Jorge Luis Borges (1899-1986) fue un escritor argentino, uno de nuestros grandes escritores del siglo pasado. Le gustaba narrar sobre símbolos, laberintos, desdoblamientos o ilusiones que falsifican la realidad, de personajes perdidos en espacios circulares, que se bifurcan o ramifican. En uno de sus cuentos “La casa de Asterion” toma el mito del Minotauro, y lo hace hablar en primera persona de su vida en el laberinto.

El mito griego del Minotauro cuenta de un hombre nacido mitad hombre y mitad bestia. Por una maldición del Dios del mar, Neptuno en contra del rey de Minos por su adoración a un toro, hace que la mujer del mismo, Pasifae se enamore del toro adorado del marido y conciba de él una horrible criatura.
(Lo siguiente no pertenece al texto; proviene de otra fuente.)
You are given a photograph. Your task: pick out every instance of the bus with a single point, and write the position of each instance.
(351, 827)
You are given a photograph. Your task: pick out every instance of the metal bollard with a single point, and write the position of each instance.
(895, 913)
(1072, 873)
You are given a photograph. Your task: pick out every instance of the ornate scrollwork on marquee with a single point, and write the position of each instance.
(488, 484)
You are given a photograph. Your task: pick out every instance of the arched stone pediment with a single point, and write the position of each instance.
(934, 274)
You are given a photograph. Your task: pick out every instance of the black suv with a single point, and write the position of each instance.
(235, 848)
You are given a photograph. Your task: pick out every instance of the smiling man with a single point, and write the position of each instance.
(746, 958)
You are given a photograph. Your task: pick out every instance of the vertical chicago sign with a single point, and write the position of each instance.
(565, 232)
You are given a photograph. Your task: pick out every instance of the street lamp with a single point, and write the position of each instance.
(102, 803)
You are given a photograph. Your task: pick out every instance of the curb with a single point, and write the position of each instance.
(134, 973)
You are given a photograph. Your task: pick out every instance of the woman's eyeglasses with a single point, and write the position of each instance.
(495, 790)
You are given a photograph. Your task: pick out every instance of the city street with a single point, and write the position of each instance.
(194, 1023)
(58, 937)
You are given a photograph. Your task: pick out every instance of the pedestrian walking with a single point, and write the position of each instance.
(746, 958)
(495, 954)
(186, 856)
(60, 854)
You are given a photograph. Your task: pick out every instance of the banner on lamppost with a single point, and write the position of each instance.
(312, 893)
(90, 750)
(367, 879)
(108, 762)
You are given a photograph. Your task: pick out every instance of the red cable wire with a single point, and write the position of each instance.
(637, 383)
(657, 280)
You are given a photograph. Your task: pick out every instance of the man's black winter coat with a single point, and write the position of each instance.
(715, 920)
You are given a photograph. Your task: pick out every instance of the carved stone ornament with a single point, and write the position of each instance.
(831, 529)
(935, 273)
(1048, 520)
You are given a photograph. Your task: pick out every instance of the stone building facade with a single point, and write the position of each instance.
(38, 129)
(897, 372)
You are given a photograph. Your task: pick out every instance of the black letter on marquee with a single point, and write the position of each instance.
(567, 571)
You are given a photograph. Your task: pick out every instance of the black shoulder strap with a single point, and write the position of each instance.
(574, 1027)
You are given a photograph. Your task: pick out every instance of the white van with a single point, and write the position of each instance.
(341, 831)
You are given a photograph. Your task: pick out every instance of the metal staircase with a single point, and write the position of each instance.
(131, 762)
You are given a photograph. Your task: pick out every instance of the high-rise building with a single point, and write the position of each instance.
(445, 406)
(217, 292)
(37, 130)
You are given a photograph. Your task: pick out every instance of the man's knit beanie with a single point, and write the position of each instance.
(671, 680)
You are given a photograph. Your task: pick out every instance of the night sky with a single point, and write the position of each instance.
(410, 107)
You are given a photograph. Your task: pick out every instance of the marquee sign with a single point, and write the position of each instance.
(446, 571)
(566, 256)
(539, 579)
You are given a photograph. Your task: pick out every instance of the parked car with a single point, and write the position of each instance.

El rey de Minos, para esconder el fruto de esa maldición y proteger su reino, hace construir un laberinto donde la criatura no pueda escapar. Así es que la pobre criatura es abandonada a su suerte en esta compleja construcción.

En la obra de Borges Asterion es presentado como un ser solitario, incomprendido y melancólico, quien transcurre su tiempo vagando por su hogar “una casa sin puertas ni cerraduras”. Una vez sale del laberinto y la plebe se horroriza al verlo haciéndolo tomar conciencia de su “unicidad” y decide no salir de nuevo. No sabiendo que hacer, corre jugando por las infinitas galerías del laberinto, “hay azoteas desde las que me dejo caer, hasta ensangrentarme”, se autolesiona. “Cierta impaciencia generosa no ha consentido que yo aprendiera a leer”….

En su psiquis crea un amigo solitario con el que juega a enseñarle el laberinto “Ya verás como el sótano se bifurca” “ahora volvemos a la encrucijada anterior”, “la casa es del tamaño del mundo; mejor dicho, es el mundo”.

El minotauro narra que cuando entran otros hombres en el laberinto, “uno tras otro cae sin que ensucie mis manos”, se justifica (o no es consciente de lo que ha hecho) pero los has matado con sus cuernos que representan su parte animal. “Los cadáveres ayudan a distinguir una galería de otra”. “Ignoro quienes son, pero uno de ellos profetizó, en la hora de su muerte, que alguna vez llegaría mi redentor”. Desde entonces el Minotauro se sintió menos solo, porque en el fondo era eso lo que quería.

Al final, asesinado el Minotauro a manos de Teseo, ya con la luz de la mañana, éste le dice a Ariadna (aquella que le ha dado el hilo para que no se perdiera en el laberinto); – Lo creerás Ariadna?, el Minotauro apenas se defendió. Hay algo en la bestia que busca su propia autodestrucción, en esas pulsiones, en las heridas escondidas de nuestro inconsciente?

Somos esponjas de nuestro entorno, de nuestras experiencias, vamos tejiendo un relato de nosotros y del mundo que consideramos verdadero sea a nivel consciente o inconsciente. Esos relatos que nos contamos nos llevan a la guerra, pero la realidad es que andamos a destruir y a matar a nuestros semejantes.

Como narra el Minotauro en el cuento “Todo está muchas veces, pero dos cosas hay en el mundo que parecen estar una sola vez: arriba, el intricado sol; abajo, Asteriòn”. Todos tenemos algo del minotauro, unos poco otros mucho, aprender a domarlo es una tarea ardua pero es lo que nos hará más sabios y mas humanos, y una sociedad con hombres y mujeres más humanos y sabios hace una sociedad más civilizada.